With a vote next week, the St. Louis Board of Aldermen will send they mayor a measure that would establish two new check-off funds in the city's budget. One would allow residents to send money to a new fund to help combat homelessness in the city. The other would benefit Heat Up St. Louis, which provides assistance with utility payments and had to slash its grants this year because of a drop in state and federal revenue. That fund was added to the bill just before Friday's vote.
There are two check-off options already. One funds Forest Park Forever. The other was meant to fund the construction of a new animal shelter in the city.
According to figures from the comptroller's office, there is $295,576 in the Forest Park Forever fund, which was tapped into once, in 2003. There's $246,663 in the Animal House fund. That fund has never paid out any money. And contributions to both funds have dropped recently.

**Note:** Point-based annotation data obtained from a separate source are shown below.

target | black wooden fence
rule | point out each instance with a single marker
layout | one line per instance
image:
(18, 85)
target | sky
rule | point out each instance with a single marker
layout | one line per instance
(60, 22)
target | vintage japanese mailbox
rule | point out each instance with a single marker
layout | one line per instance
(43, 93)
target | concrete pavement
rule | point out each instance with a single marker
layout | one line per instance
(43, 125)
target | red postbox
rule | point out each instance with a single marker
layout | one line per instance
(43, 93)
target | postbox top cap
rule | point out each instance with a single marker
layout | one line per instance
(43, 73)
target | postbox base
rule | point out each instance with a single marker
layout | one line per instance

(On his blog in November, Mayor Francis Slay dismissed a suggestion that Animal House money go elsewhere.)
It was the fate of the Animal House money that led a number of aldermen to express procedural concerns about the bill even while they praised its merits. They wanted provisions that would allow funds to be removed from tax bills if they aren't needed any more and also set a threshold for how much a fund has to raise in a year to remain in the check-off program.
(Alderman Fred Wessels worried about adding any extra cost to the city's budget, though it wasn't clear from the debate Friday what the cost would exactly be to program the computers at the Department of Revenue)
Alderman Jeffrey Boyd wanted the board to deal with those concerns before approving the check-offs.
"We have to be about good government and about good policy-making decisions," he said. “And I’m not sure today, if we vote on this, it’s making a good policy decision, because we already know there are some flaws in the proposed system."
But Alderwoman Marlene Davis urged her colleagues not to allow procedural concerns to make them "callous."
"Every one of you I believe received calls wanting help to pay utility bills," she said. "We don’t have the funds as an alderperson to do that."
Her view prevailed: the measure passed on a voice vote. The final vote could be next Friday.